Gleich die Eingangsszene macht deutlich, dass es ums Ganze geht. Das neunköpfige Ensemble tritt in Strandkleidung auf, präsentiert sich und beäugt sich gegenseitig. Der Strand wird zum Laufsteg eines streng regulierten Lebens. Abweichler sind unerwünscht. Die fünf Frauen und vier Männer widerspiegeln unterschiedliche Typen – ein Tänzer mit etwas Bauch gehört auch dazu. Der Beat der Musik verleiht dem Geschehen Härte und Unausweichlichkeit. Wie sehr die Existenz einem Wettbewerb und Kampf gleichen kann, zeigt sich noch deutlicher in einer späteren Szene, wo der Kultur- und Meinungsstreit unserer Zeit intensiv und mit geradezu absurder Drastik auf die Bühne kommt – der gesprochene Text dazu lautet: „How to make the murderer save again“. Dies ist auch der Moment, wo Tanz zu Tanztheater mutiert.

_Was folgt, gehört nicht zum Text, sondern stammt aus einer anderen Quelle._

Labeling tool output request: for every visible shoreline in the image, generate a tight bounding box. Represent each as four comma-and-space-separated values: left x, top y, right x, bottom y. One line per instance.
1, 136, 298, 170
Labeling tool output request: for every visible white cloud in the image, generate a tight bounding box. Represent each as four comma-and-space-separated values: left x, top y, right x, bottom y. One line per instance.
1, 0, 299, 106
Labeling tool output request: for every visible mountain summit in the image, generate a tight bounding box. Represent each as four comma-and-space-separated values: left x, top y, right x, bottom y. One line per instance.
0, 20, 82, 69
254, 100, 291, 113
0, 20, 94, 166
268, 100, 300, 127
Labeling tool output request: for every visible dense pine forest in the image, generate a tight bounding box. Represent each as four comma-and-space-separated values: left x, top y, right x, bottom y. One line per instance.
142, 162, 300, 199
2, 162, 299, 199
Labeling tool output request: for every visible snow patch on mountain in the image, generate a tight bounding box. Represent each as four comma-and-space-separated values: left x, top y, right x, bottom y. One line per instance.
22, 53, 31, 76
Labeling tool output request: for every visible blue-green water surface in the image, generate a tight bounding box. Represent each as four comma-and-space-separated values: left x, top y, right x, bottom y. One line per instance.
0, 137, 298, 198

Im weiteren zeigen sich Auflösungserscheinungen, etwa dann, wenn einer der Tänzer einen Fehler begeht und buchstäblich von der Bühne fällt. Die Grenze zwischen Performanceraum und Auditorium wird überspielt und in Frage gestellt. Der Tänzer ist dann plötzlich einer von uns, ein aus der Rolle Gefallener. Doch die Show muss weitergehen und Wiedereinordnung ist gefragt. Nicht anders als im richtigen Leben. Aufgeben oder Entkommen gibt es nicht.

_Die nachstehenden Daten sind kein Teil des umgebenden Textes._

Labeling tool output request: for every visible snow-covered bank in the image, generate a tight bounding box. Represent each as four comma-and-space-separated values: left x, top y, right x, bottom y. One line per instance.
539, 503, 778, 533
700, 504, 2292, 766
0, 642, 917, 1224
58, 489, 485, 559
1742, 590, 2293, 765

Die Musik von Jonathan Soucasse, die Kostüme von Sigolène Petey und das Lichtdesign von David Kretonic fügen sich äusserst stimmig in das Konzept der Choreografie. Auf der Bühne stehen neun grossartige Tänzer, die gerade in ihrer Unterschiedlichkeit ein überzeugendes Ganzes formen: Louise Bille, Alfredo Gottardi, Tilouna Morel, Jaewon Jung, Lou Landré, Neal Maxwell, Rafaël Sauzet, Angélique Spiliopoulos und Yurie Tsugawa. Der Choreografie von Edouard Hue ist Frische, Frechheit und Lebendigkeit zueigen. Man spürt, dass der Schöpfer vom Street dance kommt und man darf bewundern, wie er unterschiedliche stilistische Prägungen zu einem heftig pulsierenden Kosmos zusammenfügt. Es ist ein Tanzabend, der überzeugend unsere schwierige Welt reflektiert und in starke Bewegungsbilder übersetzt. Tanz, der nachdenklich macht.
Das Publikum spendet reichlich Beifall und vereinzelte Bravorufe.